Budget 2015: What does it mean for me?

Rob O’Neill, Senior Financial Advisor

Budget 2015 is the first budget since the economic collapse in 2008 to lower taxes and increase social welfare payments signalling the end of austerity for Ireland. Budget 2015 is by no means a giveaway budget, but with changes to USC and the reduction in the higher rate of income tax from 41% to 40%, the majority of families should find more money in their pay packet this January.

 

Below is a synopsis of the main changes announced by Michael Noonan on Tuesday.

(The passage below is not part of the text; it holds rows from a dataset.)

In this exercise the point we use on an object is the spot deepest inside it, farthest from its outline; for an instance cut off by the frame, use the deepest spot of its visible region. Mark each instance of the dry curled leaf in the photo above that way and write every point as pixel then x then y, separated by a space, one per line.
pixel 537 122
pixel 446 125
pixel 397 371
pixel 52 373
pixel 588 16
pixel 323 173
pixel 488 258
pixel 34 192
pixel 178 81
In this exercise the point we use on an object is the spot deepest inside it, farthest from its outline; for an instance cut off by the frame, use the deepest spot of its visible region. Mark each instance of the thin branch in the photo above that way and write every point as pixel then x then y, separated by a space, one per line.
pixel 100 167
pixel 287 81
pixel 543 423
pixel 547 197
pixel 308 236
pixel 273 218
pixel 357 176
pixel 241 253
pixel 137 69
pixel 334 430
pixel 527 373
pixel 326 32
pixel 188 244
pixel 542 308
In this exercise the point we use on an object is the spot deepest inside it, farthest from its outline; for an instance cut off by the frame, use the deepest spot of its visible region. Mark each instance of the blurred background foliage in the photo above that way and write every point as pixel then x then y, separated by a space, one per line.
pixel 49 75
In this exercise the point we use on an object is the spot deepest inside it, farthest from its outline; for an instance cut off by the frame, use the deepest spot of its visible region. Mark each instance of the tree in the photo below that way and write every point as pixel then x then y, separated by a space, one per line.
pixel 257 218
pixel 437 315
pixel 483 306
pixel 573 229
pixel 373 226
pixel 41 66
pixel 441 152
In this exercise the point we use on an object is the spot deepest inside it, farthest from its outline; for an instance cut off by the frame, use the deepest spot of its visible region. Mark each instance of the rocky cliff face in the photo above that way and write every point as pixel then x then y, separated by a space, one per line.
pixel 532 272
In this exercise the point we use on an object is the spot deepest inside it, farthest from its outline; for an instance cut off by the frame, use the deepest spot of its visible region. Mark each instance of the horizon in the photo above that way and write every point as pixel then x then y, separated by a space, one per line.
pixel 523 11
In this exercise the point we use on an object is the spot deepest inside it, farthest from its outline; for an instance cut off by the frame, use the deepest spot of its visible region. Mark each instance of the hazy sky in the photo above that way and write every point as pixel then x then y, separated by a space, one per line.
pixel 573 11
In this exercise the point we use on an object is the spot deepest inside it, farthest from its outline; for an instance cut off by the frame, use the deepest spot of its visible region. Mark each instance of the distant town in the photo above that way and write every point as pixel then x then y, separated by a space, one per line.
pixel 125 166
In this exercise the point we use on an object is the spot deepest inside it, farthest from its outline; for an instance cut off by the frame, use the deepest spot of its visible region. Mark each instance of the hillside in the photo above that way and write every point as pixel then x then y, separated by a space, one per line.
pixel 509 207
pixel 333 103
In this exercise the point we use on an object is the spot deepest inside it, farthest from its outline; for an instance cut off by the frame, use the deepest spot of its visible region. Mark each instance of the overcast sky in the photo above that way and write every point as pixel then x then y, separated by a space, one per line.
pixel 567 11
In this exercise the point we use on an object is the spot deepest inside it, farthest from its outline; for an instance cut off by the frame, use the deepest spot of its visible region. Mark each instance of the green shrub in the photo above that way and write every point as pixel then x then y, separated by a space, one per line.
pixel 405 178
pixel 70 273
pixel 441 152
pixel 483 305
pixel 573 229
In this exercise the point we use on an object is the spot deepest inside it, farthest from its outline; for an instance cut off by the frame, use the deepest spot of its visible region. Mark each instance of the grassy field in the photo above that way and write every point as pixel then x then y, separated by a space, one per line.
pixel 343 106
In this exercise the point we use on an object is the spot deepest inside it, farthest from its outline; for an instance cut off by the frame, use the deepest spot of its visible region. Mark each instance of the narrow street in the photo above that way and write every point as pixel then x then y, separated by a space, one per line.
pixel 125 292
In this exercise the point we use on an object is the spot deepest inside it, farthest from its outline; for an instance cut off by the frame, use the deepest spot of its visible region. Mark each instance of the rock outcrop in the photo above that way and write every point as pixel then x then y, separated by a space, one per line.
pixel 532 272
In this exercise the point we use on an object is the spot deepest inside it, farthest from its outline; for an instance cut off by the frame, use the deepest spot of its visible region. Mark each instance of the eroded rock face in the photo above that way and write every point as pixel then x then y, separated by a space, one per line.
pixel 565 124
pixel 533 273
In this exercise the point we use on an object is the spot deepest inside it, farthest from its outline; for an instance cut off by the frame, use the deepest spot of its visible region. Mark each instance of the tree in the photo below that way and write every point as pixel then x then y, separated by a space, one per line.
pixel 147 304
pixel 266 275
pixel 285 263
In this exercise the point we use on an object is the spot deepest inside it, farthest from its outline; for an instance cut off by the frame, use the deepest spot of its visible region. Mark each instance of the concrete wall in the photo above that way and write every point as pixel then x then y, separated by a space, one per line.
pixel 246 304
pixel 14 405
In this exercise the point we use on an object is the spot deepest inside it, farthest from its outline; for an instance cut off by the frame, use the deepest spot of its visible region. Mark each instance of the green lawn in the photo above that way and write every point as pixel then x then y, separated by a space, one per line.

If you want to find out how the budget will impact your income, IrishExaminer.com have a really handy budget calculator.

 

http://www.irishexaminer.com/budget2015/taxcalculator/

 

Budget 2015: The Main Points

 

  • An increase in the standard rate tax band of income tax by €1,000 from €32,800 to €33, 800 for single individuals and from €41,800 to €42,800 for married single income couples.

 

  • A reduction in the higher rate of income tax from 41% to 40%.

 

  • Changes to the Universal Social Charge (USC) were announced:

 

Incomes of €12,012 or less are exempt. Otherwise:

 

  1. €0 to €12,012 will decrease to 1.5% 
  2. €12,013 to €17,576 will decrease to 1.5%      
  3. €17,577 to €70,044 will decrease to 3.5%      
  4. €70,045 to €100,000 will decrease to 7%      
  5. PAYE income in excess of €100,000 will decrease to 8.0%.
  6. Self-employed income in excess of €100,000 increased from 10% to 11%.

 

  • The 12.5% rate of corporation tax is being maintained.

 

  • The excise duty on a packet of 20 cigarettes is being increased by 40 cents (including VAT) with a pro-rata increase on other tobacco products, with effect from midnight on 14 October.

 

  • Refund of DIRT on savings used by first-time house buyers towards the deposit on a new home.

 

  • Child benefit will be increased by €5 per month in 2015.

 

  • Tax relief at 20% will be provided on water charges up to a maximum of €500 a year.

 

  • The Pension Fund Levy will be 0.15% in 2015 and will expire at the end of 2015.

 

  • Exit Tax Rates – the rate of exit tax that applies on life assurance policies and investment funds is being  maintained at 41% for 2015. (Where the life policy is owned by a company the exit tax rate of 25% still applies).

 

  • Deposit Interest Retention Tax (DIRT) – the rate of DIRT is being maintained at 41% for 2015.

 

  • Capital Acquisitions Tax (CAT) – the current rate of 33% is being maintained. The current group tax-free thresholds remain unchanged.

 

  • Capital Gains Tax (CGT) – the current rate of 33% is being maintained.